Our review of the 2014-15 UConn Huskies continues with Kentan Facey, who saw a significant increase in playing time during his sophomore season.
Coming into the season, little was expected from the 6-foot-9-inch forward from New York. Having appeared in just 24 games, for only a total of 123 minutes, Facey had a typical season for a freshman project player. It was a little surprising to see him inserted into the starting lineup after such a season. He had flashes of excellence on both sides of the floor, but those flashes were few and far between.
Over the first two months of the season, Facey emerged as UConn's best rebounder. He opened the season by grabbing 11 boards against Bryant and would go on to grab at least eight boards in five of UConn's next 10 games. Facey was a fixture in the starting lineup, playing an average of 28 minutes per game. Defensively, despite being undersized, Facey could hold his own. But in no area was he spectacular. Across the season, he saw his playing time dwindle.
This past season, Facey was the odd man out in the forward rotation. He's not the defensive presence that Amida Brimah is, or the selfless hustling defender that Phil Nolan is, or the versatile scorer that Daniel Hamilton is. He even lost some time to freshman Rakim Lubin. The major problem in Facey's game lies on the offensive end. For all the effort he puts on the glass and on defense, he is a spacing nightmare on the offensive end.
Facey is not a traditional forward who you can throw the ball into with his back to the basket. Now, if that's the case, then the forward is usually relied upon to do one of two things: be a knockdown jump shooter or be able to finish on pick and roll. Facey struggles with both. Being undersized and a notch below elite athletically, Facey is often at a loss offensively.
As the season went along, teams that scouted the Huskies realized that you could play off Facey from the elbows and force him to take a jumper. Most nights, he wouldn't even attempt.
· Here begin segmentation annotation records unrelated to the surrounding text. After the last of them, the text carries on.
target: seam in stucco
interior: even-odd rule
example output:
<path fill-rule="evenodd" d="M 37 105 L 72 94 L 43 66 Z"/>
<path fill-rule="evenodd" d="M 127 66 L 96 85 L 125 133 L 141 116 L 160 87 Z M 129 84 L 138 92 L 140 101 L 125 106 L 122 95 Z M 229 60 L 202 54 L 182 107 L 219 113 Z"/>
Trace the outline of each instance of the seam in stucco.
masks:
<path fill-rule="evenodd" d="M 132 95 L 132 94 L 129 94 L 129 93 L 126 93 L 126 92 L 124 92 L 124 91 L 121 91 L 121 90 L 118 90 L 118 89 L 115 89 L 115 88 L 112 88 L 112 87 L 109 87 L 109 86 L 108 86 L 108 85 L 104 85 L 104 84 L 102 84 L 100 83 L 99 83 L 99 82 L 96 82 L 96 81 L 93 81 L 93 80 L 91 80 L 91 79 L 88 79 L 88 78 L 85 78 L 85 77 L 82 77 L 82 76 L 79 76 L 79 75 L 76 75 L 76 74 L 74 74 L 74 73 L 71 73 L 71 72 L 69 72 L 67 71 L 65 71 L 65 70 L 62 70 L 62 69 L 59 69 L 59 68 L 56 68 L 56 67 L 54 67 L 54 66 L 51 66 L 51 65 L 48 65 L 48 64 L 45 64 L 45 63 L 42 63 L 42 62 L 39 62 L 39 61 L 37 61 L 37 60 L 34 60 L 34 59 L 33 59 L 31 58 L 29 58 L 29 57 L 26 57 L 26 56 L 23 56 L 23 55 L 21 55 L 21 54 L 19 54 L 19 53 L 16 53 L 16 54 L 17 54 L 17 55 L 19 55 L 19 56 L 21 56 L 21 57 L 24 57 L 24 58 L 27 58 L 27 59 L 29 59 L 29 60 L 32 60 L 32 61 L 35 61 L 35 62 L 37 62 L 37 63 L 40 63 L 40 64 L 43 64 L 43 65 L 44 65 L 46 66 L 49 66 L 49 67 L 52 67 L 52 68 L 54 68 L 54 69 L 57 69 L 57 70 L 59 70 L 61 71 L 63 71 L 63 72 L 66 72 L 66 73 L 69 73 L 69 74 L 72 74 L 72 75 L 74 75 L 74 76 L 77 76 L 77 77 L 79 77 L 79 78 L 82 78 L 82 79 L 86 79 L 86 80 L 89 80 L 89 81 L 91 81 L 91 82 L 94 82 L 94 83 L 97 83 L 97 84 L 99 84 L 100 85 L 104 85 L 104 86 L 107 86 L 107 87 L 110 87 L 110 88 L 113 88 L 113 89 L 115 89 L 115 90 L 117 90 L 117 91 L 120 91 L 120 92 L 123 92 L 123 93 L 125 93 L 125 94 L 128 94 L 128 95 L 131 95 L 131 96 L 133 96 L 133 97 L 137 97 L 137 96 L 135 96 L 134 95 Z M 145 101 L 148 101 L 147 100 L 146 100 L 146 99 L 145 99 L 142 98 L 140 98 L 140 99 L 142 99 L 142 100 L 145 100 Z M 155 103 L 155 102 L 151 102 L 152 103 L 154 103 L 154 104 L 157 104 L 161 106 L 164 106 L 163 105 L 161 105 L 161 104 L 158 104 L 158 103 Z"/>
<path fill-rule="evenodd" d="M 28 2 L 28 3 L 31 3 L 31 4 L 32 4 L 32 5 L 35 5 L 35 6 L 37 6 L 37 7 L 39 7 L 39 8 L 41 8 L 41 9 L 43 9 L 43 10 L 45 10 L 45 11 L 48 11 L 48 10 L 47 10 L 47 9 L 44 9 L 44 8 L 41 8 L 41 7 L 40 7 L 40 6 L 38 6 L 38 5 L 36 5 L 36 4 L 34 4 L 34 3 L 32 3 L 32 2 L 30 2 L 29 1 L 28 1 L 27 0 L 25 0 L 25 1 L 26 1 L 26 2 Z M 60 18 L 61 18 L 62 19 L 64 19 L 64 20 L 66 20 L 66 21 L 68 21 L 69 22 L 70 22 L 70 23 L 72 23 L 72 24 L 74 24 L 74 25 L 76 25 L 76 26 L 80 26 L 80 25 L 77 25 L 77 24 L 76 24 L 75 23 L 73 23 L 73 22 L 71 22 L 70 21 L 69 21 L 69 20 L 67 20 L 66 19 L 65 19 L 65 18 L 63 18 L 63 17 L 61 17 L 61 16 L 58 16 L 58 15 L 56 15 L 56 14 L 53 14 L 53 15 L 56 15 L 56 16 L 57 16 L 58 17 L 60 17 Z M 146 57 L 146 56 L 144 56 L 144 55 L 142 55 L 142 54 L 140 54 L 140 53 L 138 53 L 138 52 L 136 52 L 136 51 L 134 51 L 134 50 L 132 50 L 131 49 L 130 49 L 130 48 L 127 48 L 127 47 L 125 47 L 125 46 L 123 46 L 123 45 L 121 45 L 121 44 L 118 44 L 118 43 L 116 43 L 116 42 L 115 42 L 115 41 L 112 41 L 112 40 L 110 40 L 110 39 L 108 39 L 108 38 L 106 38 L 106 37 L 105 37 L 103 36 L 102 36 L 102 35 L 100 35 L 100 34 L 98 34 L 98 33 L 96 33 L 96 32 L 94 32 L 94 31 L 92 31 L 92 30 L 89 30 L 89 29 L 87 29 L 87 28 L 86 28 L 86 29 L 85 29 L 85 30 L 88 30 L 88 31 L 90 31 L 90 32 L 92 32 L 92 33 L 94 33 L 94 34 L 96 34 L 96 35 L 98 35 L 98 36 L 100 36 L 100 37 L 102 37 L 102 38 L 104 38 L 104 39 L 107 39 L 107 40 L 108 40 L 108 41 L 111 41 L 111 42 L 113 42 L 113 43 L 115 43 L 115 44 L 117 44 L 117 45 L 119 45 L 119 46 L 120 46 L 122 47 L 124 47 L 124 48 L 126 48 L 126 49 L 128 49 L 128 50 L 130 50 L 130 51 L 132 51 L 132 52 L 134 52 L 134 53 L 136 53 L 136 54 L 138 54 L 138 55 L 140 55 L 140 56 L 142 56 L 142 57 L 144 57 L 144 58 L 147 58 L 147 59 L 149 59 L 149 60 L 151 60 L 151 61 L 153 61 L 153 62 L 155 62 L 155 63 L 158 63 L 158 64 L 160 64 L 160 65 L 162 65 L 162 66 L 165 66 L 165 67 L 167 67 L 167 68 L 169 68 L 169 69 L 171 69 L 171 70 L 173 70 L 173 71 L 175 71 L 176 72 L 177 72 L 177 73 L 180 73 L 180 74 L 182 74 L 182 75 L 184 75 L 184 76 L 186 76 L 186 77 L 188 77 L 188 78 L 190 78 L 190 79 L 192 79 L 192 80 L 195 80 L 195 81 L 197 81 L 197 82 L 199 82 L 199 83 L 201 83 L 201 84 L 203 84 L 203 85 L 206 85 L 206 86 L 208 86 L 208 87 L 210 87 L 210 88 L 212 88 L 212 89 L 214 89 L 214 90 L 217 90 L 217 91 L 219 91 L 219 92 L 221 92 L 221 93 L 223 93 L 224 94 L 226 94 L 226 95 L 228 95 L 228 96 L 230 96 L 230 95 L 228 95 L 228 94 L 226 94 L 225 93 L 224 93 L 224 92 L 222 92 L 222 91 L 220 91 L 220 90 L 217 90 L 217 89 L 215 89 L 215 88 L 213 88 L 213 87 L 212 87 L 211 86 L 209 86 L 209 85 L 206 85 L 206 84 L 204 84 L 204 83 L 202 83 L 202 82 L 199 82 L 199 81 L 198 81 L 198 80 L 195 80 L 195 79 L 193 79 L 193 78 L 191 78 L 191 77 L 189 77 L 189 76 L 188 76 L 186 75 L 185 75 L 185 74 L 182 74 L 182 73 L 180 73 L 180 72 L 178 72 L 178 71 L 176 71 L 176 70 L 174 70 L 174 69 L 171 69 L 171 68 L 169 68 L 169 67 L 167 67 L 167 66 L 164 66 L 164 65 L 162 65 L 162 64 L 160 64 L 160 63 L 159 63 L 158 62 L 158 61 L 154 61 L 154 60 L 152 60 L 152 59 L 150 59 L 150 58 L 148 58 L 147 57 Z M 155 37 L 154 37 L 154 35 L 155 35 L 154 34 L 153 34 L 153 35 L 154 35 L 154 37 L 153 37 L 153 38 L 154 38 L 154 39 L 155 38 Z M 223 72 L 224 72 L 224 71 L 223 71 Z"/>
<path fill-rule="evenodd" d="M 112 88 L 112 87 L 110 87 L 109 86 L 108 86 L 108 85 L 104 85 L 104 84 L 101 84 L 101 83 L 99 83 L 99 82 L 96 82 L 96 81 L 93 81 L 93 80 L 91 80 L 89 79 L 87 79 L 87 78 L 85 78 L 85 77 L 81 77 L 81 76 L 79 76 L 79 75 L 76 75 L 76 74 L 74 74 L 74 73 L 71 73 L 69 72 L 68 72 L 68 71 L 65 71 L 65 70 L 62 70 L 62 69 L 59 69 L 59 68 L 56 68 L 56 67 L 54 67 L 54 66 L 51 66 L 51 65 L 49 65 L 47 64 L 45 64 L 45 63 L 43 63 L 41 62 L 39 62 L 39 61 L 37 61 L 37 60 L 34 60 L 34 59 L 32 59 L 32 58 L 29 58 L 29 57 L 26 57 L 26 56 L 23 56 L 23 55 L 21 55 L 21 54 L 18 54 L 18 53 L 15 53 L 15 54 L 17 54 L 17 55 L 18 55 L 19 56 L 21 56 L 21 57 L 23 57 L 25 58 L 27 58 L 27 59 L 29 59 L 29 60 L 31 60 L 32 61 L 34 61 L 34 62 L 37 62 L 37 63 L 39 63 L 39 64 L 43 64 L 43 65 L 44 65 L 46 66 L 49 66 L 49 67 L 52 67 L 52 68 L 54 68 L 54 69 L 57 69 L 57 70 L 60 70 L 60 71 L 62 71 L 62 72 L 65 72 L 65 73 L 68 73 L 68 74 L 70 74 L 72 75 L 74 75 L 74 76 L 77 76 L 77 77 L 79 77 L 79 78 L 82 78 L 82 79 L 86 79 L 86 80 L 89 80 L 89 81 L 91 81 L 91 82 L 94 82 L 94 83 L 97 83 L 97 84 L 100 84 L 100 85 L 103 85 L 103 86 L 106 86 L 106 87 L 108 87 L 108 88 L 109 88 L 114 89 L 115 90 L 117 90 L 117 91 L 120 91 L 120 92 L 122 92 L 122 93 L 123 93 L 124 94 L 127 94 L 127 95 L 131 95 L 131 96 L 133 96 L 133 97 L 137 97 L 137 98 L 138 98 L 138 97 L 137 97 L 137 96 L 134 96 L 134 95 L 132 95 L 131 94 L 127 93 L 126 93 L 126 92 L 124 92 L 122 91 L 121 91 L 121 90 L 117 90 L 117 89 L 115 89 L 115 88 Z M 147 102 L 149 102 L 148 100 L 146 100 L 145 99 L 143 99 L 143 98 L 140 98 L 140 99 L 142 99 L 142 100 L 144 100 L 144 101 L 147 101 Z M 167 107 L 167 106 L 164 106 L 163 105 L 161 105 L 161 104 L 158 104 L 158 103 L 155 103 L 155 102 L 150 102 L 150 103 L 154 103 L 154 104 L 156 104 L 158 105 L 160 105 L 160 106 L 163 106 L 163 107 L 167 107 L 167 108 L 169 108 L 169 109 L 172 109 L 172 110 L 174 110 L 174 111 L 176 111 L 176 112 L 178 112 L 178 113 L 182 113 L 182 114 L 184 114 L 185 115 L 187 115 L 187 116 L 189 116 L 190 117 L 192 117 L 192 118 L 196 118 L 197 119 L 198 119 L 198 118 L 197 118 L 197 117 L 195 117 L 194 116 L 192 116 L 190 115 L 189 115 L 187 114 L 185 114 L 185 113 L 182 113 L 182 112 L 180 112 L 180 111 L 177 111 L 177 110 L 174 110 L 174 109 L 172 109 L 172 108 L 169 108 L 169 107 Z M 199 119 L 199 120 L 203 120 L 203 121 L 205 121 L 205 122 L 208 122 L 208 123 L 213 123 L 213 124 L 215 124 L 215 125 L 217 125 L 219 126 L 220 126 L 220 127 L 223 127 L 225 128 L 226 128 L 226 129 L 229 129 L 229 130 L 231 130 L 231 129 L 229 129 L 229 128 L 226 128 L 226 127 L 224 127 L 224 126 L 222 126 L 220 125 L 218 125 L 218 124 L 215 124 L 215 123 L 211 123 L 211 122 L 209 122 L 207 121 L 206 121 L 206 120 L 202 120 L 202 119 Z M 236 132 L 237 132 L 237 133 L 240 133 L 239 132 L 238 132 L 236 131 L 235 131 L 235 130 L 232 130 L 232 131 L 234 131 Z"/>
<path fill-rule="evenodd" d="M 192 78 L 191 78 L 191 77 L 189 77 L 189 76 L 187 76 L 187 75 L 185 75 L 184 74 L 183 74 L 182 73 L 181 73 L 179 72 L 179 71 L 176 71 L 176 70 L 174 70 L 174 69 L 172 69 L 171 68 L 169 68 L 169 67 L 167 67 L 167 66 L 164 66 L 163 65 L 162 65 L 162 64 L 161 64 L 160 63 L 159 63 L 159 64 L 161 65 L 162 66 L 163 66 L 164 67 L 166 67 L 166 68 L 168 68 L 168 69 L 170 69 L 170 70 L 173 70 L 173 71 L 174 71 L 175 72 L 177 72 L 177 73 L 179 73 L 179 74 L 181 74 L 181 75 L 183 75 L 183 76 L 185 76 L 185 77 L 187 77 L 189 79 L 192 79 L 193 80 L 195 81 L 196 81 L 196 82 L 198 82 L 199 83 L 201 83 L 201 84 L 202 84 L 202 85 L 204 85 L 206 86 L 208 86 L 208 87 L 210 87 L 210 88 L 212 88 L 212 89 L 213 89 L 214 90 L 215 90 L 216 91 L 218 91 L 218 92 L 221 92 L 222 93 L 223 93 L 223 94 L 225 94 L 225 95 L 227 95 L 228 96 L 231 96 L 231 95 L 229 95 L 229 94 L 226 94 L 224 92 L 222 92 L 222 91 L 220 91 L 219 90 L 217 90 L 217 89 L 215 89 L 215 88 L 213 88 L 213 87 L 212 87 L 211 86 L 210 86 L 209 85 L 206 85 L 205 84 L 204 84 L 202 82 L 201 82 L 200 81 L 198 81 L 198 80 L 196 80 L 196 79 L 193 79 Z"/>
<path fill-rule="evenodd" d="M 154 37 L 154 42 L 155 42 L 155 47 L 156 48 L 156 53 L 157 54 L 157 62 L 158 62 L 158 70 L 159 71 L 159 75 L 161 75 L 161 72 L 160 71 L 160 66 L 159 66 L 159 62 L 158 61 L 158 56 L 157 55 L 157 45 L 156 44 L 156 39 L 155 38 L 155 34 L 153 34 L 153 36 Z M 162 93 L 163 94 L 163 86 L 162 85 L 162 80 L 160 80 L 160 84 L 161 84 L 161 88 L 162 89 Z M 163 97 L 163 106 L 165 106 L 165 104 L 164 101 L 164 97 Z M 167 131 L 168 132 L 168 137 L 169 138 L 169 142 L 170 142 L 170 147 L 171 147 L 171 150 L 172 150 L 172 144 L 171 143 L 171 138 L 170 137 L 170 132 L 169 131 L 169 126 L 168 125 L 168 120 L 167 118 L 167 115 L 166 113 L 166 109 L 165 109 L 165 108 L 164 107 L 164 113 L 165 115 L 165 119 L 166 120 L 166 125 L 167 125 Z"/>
He attempted seven of more shots in just five games this season, two of which were against Coppin State and Central Connecticut.
Despite the flaws in his game, Facey has a clear role this coming season. UConn's roster has changed a bit, with Rakim Lubin leaving and Cornell transfer Shonn Miller joining the team. This leaves Facey, now a junior, in a solid backup role which should fit him well.
With his nose for the ball on the glass, Facey brings some very valuable skills to the table. A long summer in the gym working on his offense could earn him some more playing time. He'll need to beat out Phil Nolan to be the top frontcourt option off the bench.
Expect Facey to put up something close to 14 minutes per game, 3.6 points per game, 4.5 rebounds and close to a block a game. Of course, if his minutes increase, his counting stats will as well.